A NASA-developed technology is making significant strides in enhancing the safety of lithium-ion batteries by better understanding thermal runaway events, potentially leading to safer battery packs.
Lithium-ion batteries are known for their high energy density, which requires meticulous control over their charging and discharging processes to maintain thermal stability. When a battery cell releases stored energy too quickly and heat accumulates faster than it can be dissipated, thermal runaway can occur. This phenomenon can release substantial amounts of gas and heat, posing serious fire risks.
In 2023, NASA’s Johnson Space Center introduced the Small Fractional Thermal Runaway Calorimeter (S-FTRC), a device designed to measure the total thermal energy yield of a small-format lithium-ion cell during thermal runaway.

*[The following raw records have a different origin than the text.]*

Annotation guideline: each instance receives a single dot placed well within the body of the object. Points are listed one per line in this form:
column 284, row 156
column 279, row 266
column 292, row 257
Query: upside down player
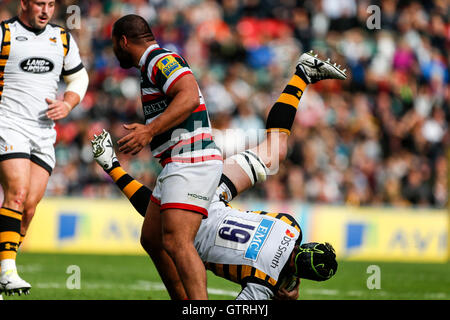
column 33, row 55
column 261, row 251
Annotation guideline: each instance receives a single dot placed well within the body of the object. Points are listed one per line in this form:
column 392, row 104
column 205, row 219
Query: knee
column 174, row 244
column 150, row 244
column 15, row 198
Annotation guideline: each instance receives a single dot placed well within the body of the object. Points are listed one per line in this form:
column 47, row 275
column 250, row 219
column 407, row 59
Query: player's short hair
column 133, row 27
column 315, row 261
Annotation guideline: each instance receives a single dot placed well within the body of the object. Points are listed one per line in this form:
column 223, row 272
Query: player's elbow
column 193, row 101
column 78, row 82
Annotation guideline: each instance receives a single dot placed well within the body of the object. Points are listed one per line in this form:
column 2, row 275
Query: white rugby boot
column 316, row 69
column 11, row 283
column 103, row 150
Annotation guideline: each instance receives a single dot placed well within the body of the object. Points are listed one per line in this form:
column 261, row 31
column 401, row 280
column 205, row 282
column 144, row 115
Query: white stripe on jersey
column 174, row 77
column 32, row 72
column 182, row 136
column 150, row 91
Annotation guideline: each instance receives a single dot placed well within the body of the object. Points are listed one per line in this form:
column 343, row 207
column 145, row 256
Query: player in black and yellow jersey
column 260, row 250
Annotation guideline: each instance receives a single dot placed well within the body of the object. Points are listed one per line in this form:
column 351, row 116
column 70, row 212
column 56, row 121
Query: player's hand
column 136, row 140
column 57, row 109
column 283, row 294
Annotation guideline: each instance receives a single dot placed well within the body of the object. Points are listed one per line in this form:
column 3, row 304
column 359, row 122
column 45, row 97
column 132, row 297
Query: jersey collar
column 145, row 54
column 34, row 30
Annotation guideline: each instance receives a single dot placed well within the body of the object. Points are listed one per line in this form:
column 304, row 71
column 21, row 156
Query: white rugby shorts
column 21, row 141
column 188, row 186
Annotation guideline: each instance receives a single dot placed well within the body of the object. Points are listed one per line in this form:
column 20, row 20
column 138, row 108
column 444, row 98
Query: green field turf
column 108, row 277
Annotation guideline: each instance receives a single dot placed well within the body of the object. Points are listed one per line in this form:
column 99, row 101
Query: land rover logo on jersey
column 36, row 65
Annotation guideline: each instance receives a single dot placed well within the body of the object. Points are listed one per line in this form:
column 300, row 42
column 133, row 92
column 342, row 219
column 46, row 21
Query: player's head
column 128, row 30
column 315, row 261
column 37, row 13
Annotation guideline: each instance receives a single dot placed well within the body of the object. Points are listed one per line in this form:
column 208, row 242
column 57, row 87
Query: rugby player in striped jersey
column 261, row 251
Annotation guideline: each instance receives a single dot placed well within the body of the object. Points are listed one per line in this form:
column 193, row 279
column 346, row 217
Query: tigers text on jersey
column 31, row 63
column 189, row 142
column 246, row 246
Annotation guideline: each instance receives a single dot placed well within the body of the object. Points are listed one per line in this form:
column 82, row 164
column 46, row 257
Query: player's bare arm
column 185, row 99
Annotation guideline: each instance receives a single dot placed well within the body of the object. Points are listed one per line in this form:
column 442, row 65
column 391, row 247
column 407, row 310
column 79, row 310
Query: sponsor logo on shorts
column 37, row 65
column 258, row 239
column 282, row 248
column 197, row 196
column 152, row 108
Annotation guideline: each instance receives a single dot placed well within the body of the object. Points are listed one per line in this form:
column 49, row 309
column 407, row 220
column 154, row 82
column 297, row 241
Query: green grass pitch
column 109, row 277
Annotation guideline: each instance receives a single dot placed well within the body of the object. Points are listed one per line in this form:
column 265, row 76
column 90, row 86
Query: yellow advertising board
column 382, row 233
column 85, row 226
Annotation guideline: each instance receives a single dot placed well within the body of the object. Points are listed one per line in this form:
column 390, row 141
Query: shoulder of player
column 157, row 54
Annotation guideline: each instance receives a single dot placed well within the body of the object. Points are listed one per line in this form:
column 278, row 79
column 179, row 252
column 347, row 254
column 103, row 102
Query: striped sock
column 10, row 221
column 22, row 236
column 136, row 192
column 282, row 115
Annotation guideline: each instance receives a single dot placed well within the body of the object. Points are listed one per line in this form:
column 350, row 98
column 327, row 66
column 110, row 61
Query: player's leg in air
column 248, row 167
column 245, row 169
column 252, row 166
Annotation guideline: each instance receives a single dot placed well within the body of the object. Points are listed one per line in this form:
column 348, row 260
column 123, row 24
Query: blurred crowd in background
column 378, row 138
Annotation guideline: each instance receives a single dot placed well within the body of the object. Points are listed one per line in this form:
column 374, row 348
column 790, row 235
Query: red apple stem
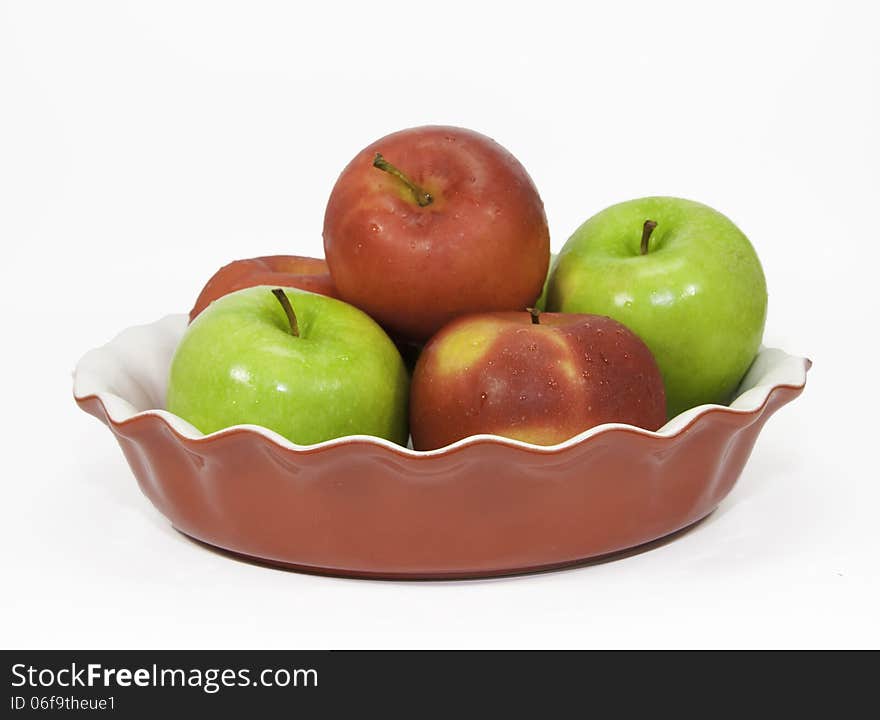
column 647, row 229
column 422, row 197
column 288, row 310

The S-FTRC captures the heat generated by chemical reactions in a cell experiencing thermal runaway and also measures the energy dissipated through conduction and vented gases. These gases, which can be toxic, hot, and corrosive, are released rapidly and can amount to as much as 3 liters per amp-hour (Ah). For example, a 200 Ah cell can emit up to 600 liters of gas in mere seconds.
Expanding on this technology, NASA’s Johnson Space Flight Center developed a larger version, the Large Fractional Thermal Runaway Calorimeter (L-FTRC), to test and characterize larger format cells. KULR Technology Corporation, based in San Diego, licensed this L-FTRC technology from NASA. KULR’s adaptation of NASA’s methodology allows for the examination of the largest lithium-ion battery cell formats, determining total energy yield, fractional energy yield, and mass ejection distributions. It also enables the extraction of gas samples for third-party analysis. This capability has been applied to tests on 200 Ah high-energy nickel manganese cobalt prismatic-format lithium-ion battery cells for a major global automotive OEM.
Understanding thermal runaway events is crucial because each incident can vary significantly. To enhance battery safety, engineers need detailed data on the total energy yield and the energy dissipation paths during a thermal event. The FTRC, initially developed by NASA, remains the only calorimeter method providing such comprehensive data.
To address the needs of mid-sized (30 Ah to 70 Ah) and very large cells (up to 200 Ah), KULR has made the original S-FTRC design modular. The company faced challenges in testing larger cells, both in size and capacity, prompting further research and development to measure the flow of gases produced during thermal runaway. One critical gas in this context is hydrogen fluoride, whose concentration is vital for certifying lithium-ion cells for use around people.
KULR’s enhancements and the continued development of thermal runaway characterization technologies promise to yield safer and more resilient battery systems, addressing both commercial and consumer safety concerns.